Selon une récente étude, les véganes auraient deux fois plus de risques que les non-végétariens de souffrir de dépression. En cause, une carence en fer et en vitamine B12, garante de la stabilité de l’humeur.

A l’heure où l’idée d’une alimentation moins carnée fait son chemin en France, et où des pétitions pour des alternatives végétariennes dans les cantines et des actions coups de poing de l’association L214 pour sensibiliser à la souffrance animale se développent, une étude britannique alerte sur les carences alimentaires générées par ce type d’alimentation. Celles-ci seraient à l’origine de dépressions, deux fois plus fréquentes chez les personnes au régime alimentaire exclusivement végétal que chez les consommateurs de viande.

Un trouble qui touche plus les véganes que les végétariens

La faute à une carence plus importante en fer et en vitamine B12, selon l’étude publiée en anglais dans la revue britannique Journal of Affective Disorders qui a été menée sur près de 10 000 hommes dont 350 végétariens ou végétaliens. Ces éléments sont en effet essentiels au bon fonctionnement neuronal et jouent également un rôle dans la régulation de l’humeur.

Or, ils sont principalement présents dans les viandes, les poissons, les crustacés, les produits laitiers et dans une moindre mesure, dans les œufs. Cette carence est par conséquent beaucoup plus fréquente chez les véganes, qui excluent de leur alimentation les produits issus de l’exploitation animale (50 % souffrent d’une carence en vitamine B12) que chez les végétariens, qui eux, consomment généralement œufs et produits laitiers (seuls 7 % souffrent d’une carence en vitamine B12).

Privilégiez l’oméga 3

D’autres facteurs de risque de troubles de l’humeur sont également pointés du doigt par les chercheurs : un excès d’oméga 6, que l’on trouve en grande quantité dans certaines noix (noix de Grenoble et noix du Brésil) ou un taux élevé en phyto-oestrogènes, issus d’une alimentation riche en légumineuses, légumes et soja.

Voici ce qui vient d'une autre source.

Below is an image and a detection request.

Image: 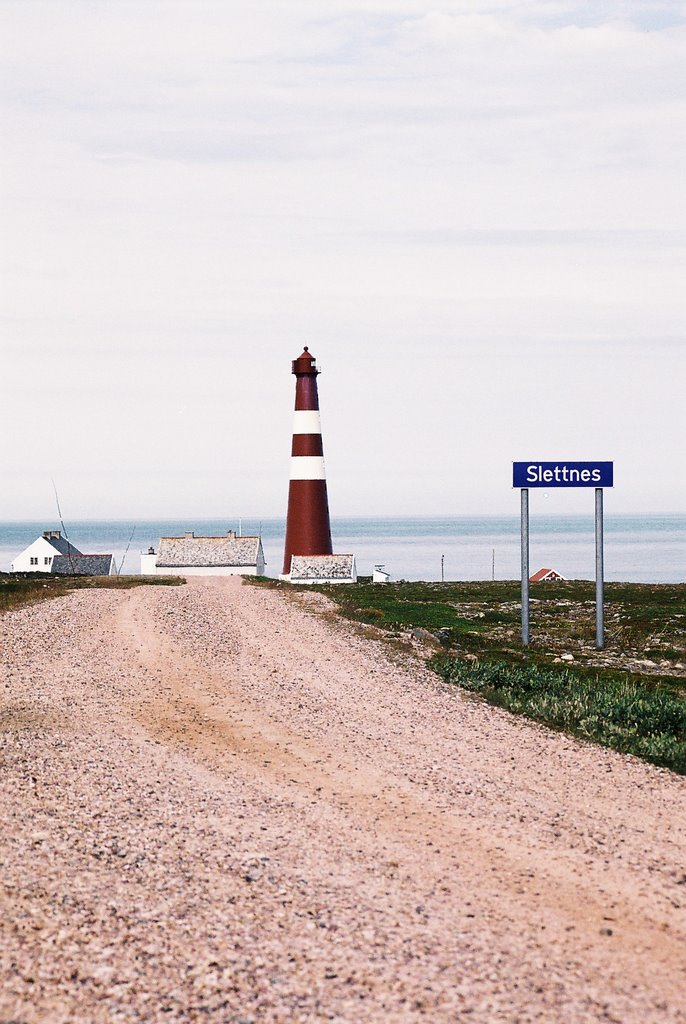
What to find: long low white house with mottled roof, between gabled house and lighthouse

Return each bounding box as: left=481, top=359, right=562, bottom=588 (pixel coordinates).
left=140, top=529, right=265, bottom=575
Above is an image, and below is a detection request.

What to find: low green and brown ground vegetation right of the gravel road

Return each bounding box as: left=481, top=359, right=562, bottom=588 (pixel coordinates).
left=303, top=581, right=686, bottom=774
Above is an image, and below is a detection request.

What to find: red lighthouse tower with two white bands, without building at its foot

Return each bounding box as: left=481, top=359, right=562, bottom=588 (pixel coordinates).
left=284, top=346, right=333, bottom=575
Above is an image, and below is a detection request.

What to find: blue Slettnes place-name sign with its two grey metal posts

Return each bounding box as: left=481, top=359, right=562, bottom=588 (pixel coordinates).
left=512, top=462, right=614, bottom=650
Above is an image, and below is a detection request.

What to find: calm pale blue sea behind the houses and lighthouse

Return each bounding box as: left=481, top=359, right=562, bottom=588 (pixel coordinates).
left=0, top=512, right=686, bottom=583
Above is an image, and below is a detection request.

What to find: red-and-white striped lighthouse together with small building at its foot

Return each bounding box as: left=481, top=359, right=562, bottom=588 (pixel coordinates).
left=282, top=346, right=356, bottom=583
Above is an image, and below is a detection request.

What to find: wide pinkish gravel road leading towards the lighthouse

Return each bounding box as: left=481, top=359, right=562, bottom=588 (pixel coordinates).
left=0, top=578, right=686, bottom=1024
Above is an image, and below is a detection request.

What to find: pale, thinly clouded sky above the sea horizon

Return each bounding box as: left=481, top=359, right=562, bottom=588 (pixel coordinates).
left=0, top=0, right=686, bottom=521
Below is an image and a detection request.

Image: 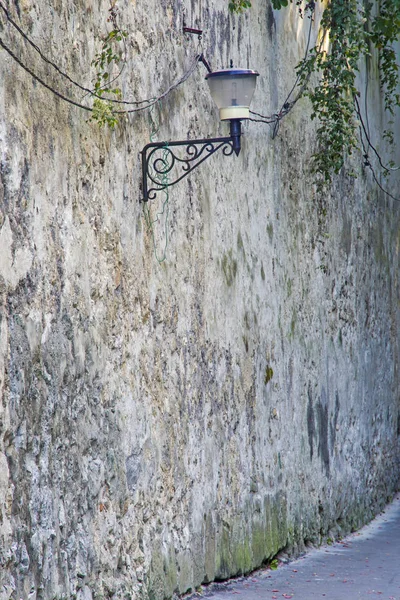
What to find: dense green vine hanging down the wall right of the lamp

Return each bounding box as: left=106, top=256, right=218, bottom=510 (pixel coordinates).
left=229, top=0, right=400, bottom=188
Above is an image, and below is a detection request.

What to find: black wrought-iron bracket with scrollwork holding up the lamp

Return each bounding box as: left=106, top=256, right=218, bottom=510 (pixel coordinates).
left=140, top=119, right=241, bottom=202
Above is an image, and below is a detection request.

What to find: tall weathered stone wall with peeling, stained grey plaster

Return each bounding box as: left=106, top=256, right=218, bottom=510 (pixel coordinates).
left=0, top=0, right=400, bottom=600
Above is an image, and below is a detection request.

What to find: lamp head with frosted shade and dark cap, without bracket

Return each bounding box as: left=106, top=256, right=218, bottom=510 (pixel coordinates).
left=206, top=69, right=259, bottom=121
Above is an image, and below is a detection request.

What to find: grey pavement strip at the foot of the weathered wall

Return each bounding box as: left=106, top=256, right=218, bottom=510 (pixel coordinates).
left=206, top=495, right=400, bottom=600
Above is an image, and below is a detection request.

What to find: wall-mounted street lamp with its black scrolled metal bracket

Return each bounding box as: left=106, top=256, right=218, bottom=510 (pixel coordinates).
left=141, top=61, right=259, bottom=202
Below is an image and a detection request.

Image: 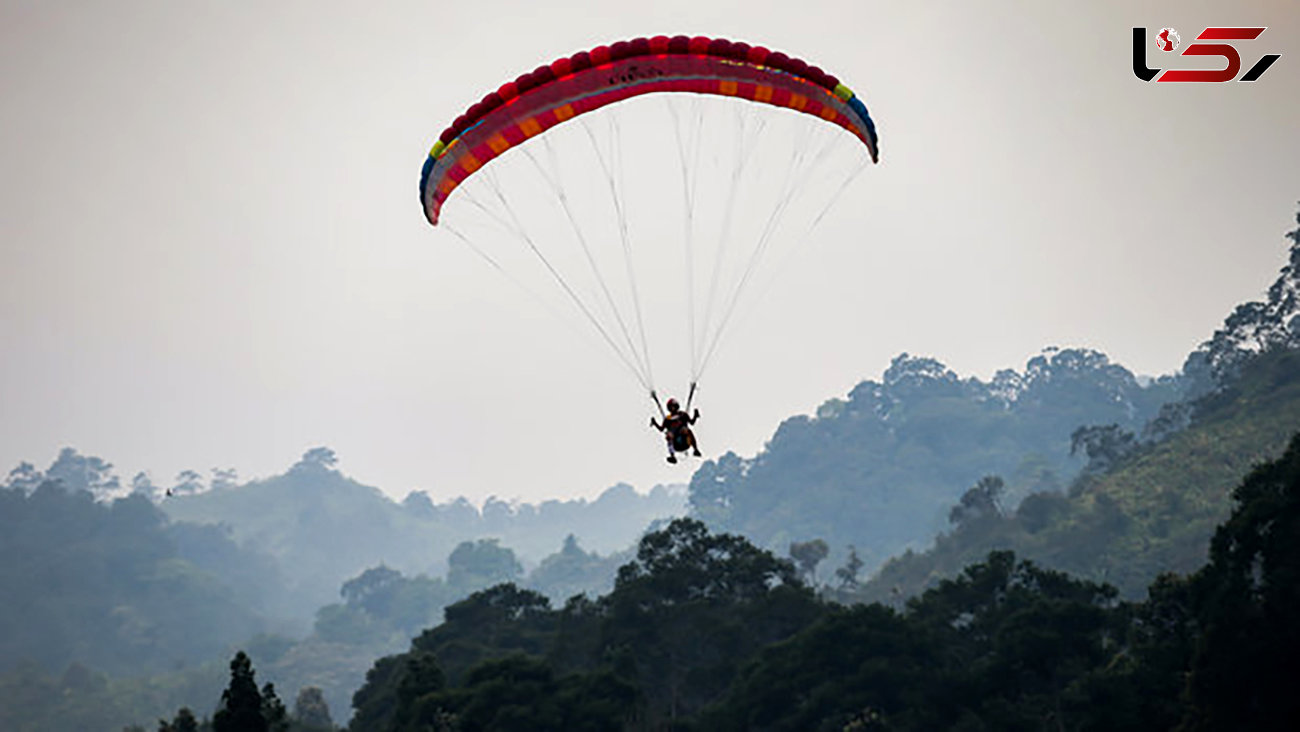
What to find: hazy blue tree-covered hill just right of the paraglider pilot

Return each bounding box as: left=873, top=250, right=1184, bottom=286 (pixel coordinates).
left=690, top=348, right=1187, bottom=571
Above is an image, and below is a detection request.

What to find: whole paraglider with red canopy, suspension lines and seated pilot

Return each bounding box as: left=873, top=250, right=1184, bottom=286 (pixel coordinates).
left=420, top=35, right=879, bottom=463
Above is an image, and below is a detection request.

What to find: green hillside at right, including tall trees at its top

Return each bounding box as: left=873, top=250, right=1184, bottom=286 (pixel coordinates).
left=854, top=209, right=1300, bottom=601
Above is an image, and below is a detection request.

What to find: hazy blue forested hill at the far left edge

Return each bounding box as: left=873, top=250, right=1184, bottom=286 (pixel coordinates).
left=0, top=480, right=263, bottom=673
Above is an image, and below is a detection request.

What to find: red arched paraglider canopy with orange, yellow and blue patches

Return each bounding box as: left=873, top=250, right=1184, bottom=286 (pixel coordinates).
left=420, top=35, right=878, bottom=225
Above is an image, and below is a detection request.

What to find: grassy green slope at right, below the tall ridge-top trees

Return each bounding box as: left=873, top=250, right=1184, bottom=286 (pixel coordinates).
left=855, top=351, right=1300, bottom=602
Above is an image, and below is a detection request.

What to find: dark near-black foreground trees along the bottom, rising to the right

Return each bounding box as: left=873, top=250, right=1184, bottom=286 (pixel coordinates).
left=106, top=434, right=1300, bottom=732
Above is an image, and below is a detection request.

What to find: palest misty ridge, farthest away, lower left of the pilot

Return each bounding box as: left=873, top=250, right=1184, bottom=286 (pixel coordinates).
left=161, top=449, right=685, bottom=619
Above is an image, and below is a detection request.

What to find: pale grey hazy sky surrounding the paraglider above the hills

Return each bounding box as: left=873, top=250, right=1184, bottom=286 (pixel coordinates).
left=0, top=0, right=1300, bottom=501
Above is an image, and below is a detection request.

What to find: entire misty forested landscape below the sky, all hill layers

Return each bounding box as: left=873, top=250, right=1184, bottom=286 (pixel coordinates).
left=0, top=205, right=1300, bottom=732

Mais les alternatives à la viande ne sont pas toutes à proscrire. L’étude souligne en effet, dans un premier temps, que les régimes végétariens sont associés à des bienfaits non négligeables sur la santé, en réduisant par exemple le risque de développer des maladies cardio-vasculaires. Et pour pallier les effets de ces manques en fer et en vitamine B12, les chercheurs préconisent de consommer des acides gras essentiels (oméga 3), « bons pour le moral ». Ils sont notamment présents dans les graines de lin, les graines de chia, dans la mâche, les amandes, l’huile de colza ou encore certains poissons gras.

Une réserve cependant, et de taille : l’étude ne porte que sur des hommes. Or, les chiffres, en termes de carence, pourraient être encore plus importants s’ils s’intéressaient aux femmes. Elles ont besoin en effet d’apports journaliers en fer et en vitamine B12 plus conséquents que les hommes (18 mg de fer par jour de la puberté à la ménopause contre 8 mg de fer pour les hommes). Sans parler des femmes enceintes, dont les recommandations en fer atteignent 27 mg par jour pour le bon développement neuronal du fœtus.